At these times, people need to be sure about God. They need to know that:

  • God is all-powerful (4:2)
  • God is full of mercy (4:3. Read Genesis 9:12-16)
  • God is holy (4:8)
  • God is alive (4:10)
  • God is all-powerful (4:11). [Note: This means that all power belongs to God.]

True believers knew that Christ is like the Lion who overcomes (5:5). He is like the Lamb (young sheep) who died to save them. He was their sacrifice (5:6-14). There is the Father who is King. There is the Lamb who saves. Everybody should praise them only. And we should do this now. We will still be praising God the King and God the Lamb when time ends. (Read 4:11 and 5:13. ‘To praise’ means to admire and to appreciate God.)

The Battle that is Certain (Chapters 6:1−20:15)

These chapters describe a constant fight. It happens when God's Son and Christ's people are active in the world. There will always be war against evil.

This is a dramatic story. It uses word pictures that we cannot forget. The glue that was on some official papers broke open. People played musical instruments. Bowls of anger poured out. The famous four horsemen appeared. And they described four things:

  • Fights (6:1-2)
  • Cruelty (6:3-4)
  • No food (6:5-6)
  • Death (6:7-8).

It is sad that these things were not just in the ancient world. They are common all over our world today.

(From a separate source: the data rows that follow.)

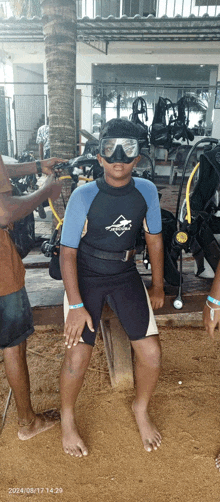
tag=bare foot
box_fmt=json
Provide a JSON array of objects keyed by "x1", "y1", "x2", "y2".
[
  {"x1": 61, "y1": 417, "x2": 88, "y2": 457},
  {"x1": 215, "y1": 453, "x2": 220, "y2": 471},
  {"x1": 132, "y1": 401, "x2": 161, "y2": 451},
  {"x1": 18, "y1": 410, "x2": 58, "y2": 441}
]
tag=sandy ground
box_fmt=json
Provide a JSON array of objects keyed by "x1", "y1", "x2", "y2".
[{"x1": 0, "y1": 326, "x2": 220, "y2": 502}]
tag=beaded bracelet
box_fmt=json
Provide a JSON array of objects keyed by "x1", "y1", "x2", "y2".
[
  {"x1": 69, "y1": 303, "x2": 84, "y2": 309},
  {"x1": 207, "y1": 296, "x2": 220, "y2": 306},
  {"x1": 206, "y1": 297, "x2": 220, "y2": 321},
  {"x1": 35, "y1": 160, "x2": 42, "y2": 176}
]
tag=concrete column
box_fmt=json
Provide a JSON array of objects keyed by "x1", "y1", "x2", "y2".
[
  {"x1": 212, "y1": 64, "x2": 220, "y2": 139},
  {"x1": 206, "y1": 69, "x2": 218, "y2": 133}
]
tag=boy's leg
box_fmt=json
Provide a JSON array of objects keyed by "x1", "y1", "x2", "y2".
[
  {"x1": 131, "y1": 336, "x2": 161, "y2": 451},
  {"x1": 60, "y1": 342, "x2": 93, "y2": 457},
  {"x1": 0, "y1": 288, "x2": 56, "y2": 440},
  {"x1": 3, "y1": 340, "x2": 55, "y2": 440},
  {"x1": 106, "y1": 271, "x2": 161, "y2": 451}
]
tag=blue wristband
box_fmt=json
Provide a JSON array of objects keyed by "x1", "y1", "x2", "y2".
[
  {"x1": 207, "y1": 296, "x2": 220, "y2": 305},
  {"x1": 69, "y1": 303, "x2": 84, "y2": 309}
]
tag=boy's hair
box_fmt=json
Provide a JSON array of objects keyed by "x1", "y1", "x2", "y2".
[{"x1": 99, "y1": 119, "x2": 141, "y2": 140}]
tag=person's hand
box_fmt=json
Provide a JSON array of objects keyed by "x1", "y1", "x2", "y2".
[
  {"x1": 41, "y1": 157, "x2": 68, "y2": 175},
  {"x1": 148, "y1": 285, "x2": 165, "y2": 310},
  {"x1": 203, "y1": 305, "x2": 220, "y2": 340},
  {"x1": 42, "y1": 174, "x2": 62, "y2": 200},
  {"x1": 64, "y1": 307, "x2": 94, "y2": 349}
]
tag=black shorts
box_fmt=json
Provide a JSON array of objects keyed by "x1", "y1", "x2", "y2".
[
  {"x1": 0, "y1": 287, "x2": 34, "y2": 349},
  {"x1": 64, "y1": 269, "x2": 158, "y2": 346}
]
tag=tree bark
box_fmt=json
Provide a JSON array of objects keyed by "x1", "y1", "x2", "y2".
[
  {"x1": 41, "y1": 0, "x2": 76, "y2": 226},
  {"x1": 41, "y1": 0, "x2": 76, "y2": 159}
]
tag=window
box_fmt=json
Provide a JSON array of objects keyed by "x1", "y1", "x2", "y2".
[{"x1": 196, "y1": 0, "x2": 220, "y2": 7}]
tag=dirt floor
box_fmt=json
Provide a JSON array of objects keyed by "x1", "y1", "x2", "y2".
[{"x1": 0, "y1": 326, "x2": 220, "y2": 502}]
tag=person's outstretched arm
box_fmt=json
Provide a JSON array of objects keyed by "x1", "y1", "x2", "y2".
[
  {"x1": 0, "y1": 174, "x2": 62, "y2": 227},
  {"x1": 145, "y1": 232, "x2": 164, "y2": 309},
  {"x1": 60, "y1": 245, "x2": 94, "y2": 348},
  {"x1": 5, "y1": 157, "x2": 63, "y2": 178},
  {"x1": 203, "y1": 261, "x2": 220, "y2": 338}
]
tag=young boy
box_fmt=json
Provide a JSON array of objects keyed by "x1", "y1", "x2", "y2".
[{"x1": 61, "y1": 119, "x2": 164, "y2": 457}]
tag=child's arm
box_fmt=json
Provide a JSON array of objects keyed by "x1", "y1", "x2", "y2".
[
  {"x1": 203, "y1": 261, "x2": 220, "y2": 338},
  {"x1": 145, "y1": 232, "x2": 164, "y2": 309},
  {"x1": 60, "y1": 245, "x2": 94, "y2": 349}
]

Things were very bad everywhere. But God's people were safe. And this emphasised something that is still important. However terrible their troubles might be, God was with the believers. He had good things for them. They had God's mark on them. And this mark showed that they belonged to God. (Read 7:3; 9:4; 14:1; 22:4.) They were part of the group of people whom God saved (7:4-10). They belonged to the great crowd of believers (7:14). There were so many that nobody could count them all (7:7).

For all these people Jesus was very special. He was:

  • the Lamb (young sheep) who died for them (7:9)
  • the Person who paid the price for their salvation (7:14)
  • their Shepherd (someone who cares for sheep; 7:17)
  • their King (7:17).

The story developed further. Rome was the capital of a very proud nation. People called it ‘eternal Rome’. But there would be total defeat for Rome. (Read chapters 17-18.) The King of kings will overcome all evil. (Read chapter 19.) He will completely destroy the main enemy, who is the devil. (Read chapter 20.)

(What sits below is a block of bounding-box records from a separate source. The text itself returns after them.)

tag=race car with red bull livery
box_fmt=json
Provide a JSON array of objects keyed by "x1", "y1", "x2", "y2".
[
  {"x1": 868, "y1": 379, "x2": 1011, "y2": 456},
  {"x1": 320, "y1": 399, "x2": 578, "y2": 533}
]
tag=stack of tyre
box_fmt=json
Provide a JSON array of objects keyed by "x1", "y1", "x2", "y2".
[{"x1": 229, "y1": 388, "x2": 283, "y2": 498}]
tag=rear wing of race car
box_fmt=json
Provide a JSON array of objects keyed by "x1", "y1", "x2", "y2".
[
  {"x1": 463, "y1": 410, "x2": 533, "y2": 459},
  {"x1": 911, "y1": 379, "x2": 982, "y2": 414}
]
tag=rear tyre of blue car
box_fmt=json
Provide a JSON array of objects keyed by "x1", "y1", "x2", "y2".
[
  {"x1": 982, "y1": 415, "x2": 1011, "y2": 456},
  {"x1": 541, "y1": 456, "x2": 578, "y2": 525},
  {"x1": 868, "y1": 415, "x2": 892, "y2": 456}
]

The City that is Eternal (Chapters 21:1−22:21)

There will be total success for God. He has overcome all that is evil. He is with his people. And this means that there will be:

  • nobody who is lonely (21:3)
  • nobody who is sad (21:4)
  • no more pain (21:4)
  • no more death (21:4)
  • no more need (21:6)
  • no more sin (21:8, 27; 22:3, 15)
  • no more darkness, no more night (21:23-25)

The book ends with confident words. They are the words of:

  • the God whom we can trust (21:5; 22:6)
  • the Lord who will return (22:7, 12, 20)
  • the Spirit who persuades (22:17. He says ‘Come!’).